Telekom-Regionalmanager Christopher Beußel sagte: "Wir müssen hier quasi jeden Baum einzeln betrachten. Wir gehen mit dem Baumbeauftragten der Stadt jeden Baum durch und schauen, was die Besonderheiten sind. Nicht jeder Baum ist gleich, gleich alt und hat das gleiche Wurzelwerk."

Das Freiburger Gartenbauamt schlug für die geplante Glasfaserstrecke daher mehrere Straßenquerungen vor. Je nach Lage der Baumwurzeln sollte die Leitung also die Straßenseite wechseln. Doch das städtische Tiefbauamt lehnte den Vorschlag für das "Zickzack-Internet" ab, um den Straßenkörper zu schützen und den Verkehrsfluss nicht zusätzlich zu bremsen.

Auch ein mindertiefes Verlegen in 40 statt 60 Zentimetern wurde nicht genehmigt. Beußel sagte: "Um diese Bäume zu schützen, würden wir gerne alternative Verlegemethoden wie beispielsweise Mindertiefe einsetzen. Leider hat die Stadt Freiburg noch keine Zustimmung dazu erteilt."
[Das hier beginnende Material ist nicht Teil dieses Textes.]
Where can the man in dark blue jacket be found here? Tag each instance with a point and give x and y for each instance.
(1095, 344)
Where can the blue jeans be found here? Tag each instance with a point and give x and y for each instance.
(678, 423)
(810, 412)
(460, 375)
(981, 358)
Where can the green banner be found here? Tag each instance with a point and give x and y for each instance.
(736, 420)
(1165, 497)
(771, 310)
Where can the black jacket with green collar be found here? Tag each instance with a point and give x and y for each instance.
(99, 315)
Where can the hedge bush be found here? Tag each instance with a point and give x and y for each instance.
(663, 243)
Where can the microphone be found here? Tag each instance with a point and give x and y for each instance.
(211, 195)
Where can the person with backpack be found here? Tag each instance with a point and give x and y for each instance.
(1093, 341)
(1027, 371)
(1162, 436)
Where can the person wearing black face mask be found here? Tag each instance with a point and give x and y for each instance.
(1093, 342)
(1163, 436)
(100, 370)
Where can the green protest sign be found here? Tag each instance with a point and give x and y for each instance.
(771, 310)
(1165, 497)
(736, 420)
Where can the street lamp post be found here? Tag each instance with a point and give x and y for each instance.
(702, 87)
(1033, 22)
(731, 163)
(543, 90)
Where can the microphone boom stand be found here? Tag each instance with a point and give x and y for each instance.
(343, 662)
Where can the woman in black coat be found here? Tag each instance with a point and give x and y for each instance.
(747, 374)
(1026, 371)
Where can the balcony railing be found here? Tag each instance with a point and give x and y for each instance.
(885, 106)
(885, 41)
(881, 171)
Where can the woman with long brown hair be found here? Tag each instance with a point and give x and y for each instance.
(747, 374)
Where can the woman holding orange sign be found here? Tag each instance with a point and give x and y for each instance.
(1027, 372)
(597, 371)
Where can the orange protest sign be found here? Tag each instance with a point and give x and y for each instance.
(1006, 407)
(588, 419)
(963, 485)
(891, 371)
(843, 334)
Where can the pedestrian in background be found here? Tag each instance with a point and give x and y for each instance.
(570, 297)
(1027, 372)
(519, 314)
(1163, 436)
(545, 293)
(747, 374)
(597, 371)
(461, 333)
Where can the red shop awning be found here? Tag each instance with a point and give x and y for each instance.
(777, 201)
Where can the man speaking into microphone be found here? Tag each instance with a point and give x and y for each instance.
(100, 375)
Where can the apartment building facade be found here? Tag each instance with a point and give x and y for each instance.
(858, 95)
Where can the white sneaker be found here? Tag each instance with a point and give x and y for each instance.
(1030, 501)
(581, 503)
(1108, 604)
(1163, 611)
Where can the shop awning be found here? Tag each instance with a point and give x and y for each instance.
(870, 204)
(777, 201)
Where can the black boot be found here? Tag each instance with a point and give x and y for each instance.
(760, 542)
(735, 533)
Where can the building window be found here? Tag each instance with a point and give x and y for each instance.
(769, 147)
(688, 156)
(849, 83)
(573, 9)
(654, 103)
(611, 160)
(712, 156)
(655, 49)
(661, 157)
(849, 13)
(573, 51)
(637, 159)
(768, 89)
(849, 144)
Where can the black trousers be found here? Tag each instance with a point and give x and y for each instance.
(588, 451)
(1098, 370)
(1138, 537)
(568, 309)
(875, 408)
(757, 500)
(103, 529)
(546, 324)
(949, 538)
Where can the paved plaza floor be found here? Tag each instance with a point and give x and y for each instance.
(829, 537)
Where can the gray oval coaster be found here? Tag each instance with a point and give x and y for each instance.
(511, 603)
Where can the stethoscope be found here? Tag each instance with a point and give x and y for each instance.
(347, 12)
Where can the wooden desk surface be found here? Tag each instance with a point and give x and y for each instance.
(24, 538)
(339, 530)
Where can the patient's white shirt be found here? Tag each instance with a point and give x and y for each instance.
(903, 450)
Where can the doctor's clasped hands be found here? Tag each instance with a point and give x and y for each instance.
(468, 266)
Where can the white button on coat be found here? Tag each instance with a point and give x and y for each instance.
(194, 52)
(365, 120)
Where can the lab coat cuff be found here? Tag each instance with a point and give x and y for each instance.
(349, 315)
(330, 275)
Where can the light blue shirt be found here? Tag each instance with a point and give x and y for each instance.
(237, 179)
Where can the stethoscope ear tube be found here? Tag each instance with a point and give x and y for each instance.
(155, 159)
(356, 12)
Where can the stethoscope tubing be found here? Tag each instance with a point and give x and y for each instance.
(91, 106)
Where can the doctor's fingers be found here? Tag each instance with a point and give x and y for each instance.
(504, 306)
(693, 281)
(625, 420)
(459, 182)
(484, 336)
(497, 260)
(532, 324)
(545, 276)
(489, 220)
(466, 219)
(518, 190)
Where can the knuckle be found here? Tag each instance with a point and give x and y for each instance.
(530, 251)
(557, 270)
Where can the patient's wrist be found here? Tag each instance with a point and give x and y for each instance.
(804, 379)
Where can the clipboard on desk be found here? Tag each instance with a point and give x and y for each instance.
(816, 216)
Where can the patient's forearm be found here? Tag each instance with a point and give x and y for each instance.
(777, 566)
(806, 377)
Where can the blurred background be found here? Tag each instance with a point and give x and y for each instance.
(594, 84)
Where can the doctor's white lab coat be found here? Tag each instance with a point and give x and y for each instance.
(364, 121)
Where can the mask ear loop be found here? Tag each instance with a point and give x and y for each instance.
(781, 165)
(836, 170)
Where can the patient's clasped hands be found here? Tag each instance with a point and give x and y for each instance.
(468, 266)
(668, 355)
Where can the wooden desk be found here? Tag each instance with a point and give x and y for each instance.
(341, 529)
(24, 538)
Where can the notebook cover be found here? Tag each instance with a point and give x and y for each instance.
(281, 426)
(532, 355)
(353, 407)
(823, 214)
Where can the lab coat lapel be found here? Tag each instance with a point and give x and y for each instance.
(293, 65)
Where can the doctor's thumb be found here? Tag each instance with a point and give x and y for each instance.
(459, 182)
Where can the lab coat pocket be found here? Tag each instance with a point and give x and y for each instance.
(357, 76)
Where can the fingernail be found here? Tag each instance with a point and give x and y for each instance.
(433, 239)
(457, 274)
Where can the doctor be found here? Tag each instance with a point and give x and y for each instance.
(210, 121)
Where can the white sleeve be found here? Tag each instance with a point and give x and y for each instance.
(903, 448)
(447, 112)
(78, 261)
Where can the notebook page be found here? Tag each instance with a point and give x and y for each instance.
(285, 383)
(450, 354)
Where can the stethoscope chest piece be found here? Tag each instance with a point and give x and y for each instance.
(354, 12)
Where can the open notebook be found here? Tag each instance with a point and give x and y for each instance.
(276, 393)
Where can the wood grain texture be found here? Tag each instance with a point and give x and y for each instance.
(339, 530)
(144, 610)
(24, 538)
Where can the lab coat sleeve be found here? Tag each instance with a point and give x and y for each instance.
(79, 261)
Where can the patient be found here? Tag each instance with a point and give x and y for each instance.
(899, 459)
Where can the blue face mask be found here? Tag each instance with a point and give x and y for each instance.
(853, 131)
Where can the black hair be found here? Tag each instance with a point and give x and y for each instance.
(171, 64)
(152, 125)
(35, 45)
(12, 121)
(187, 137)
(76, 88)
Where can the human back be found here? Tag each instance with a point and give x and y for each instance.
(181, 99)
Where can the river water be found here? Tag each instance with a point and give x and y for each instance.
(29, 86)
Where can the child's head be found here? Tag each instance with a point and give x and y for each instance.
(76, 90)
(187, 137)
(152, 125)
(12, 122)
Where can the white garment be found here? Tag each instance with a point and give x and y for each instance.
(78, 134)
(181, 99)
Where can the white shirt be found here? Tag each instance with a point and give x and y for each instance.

Baukolonnen dürfen nicht zu schnell arbeiten

Auch darf nicht zu schnell gearbeitet werden. Laut einer verkehrsrechtlichen Anordnung darf zudem in Freiburg pro Baukolonne und Tag nur eine Grube von maximal 50 Metern Länge ausgehoben werden. Eine einzelne Kolonne würde eine deutlich längere Strecke schaffen. Doch ab 50 Metern muss eine neue Grube geöffnet werden, aber erst, wenn die alte wieder geschlossen ist.

Dennoch laufe die Vermarktung gut: "Über 60 Prozent aller Haushalte haben schon einen Glasfaseranschluss beantragt", berichtete Beußel. Freiburg hat 231.000 Einwohner, welche 60 Prozent hier gemeint sind, geht aus dem Beitrag nicht hervor.

Die Gemeindeverwaltung in Freiburg hat eine Anfrage von Golem.de zu dem schwierigen Ausbau nicht beantwortet.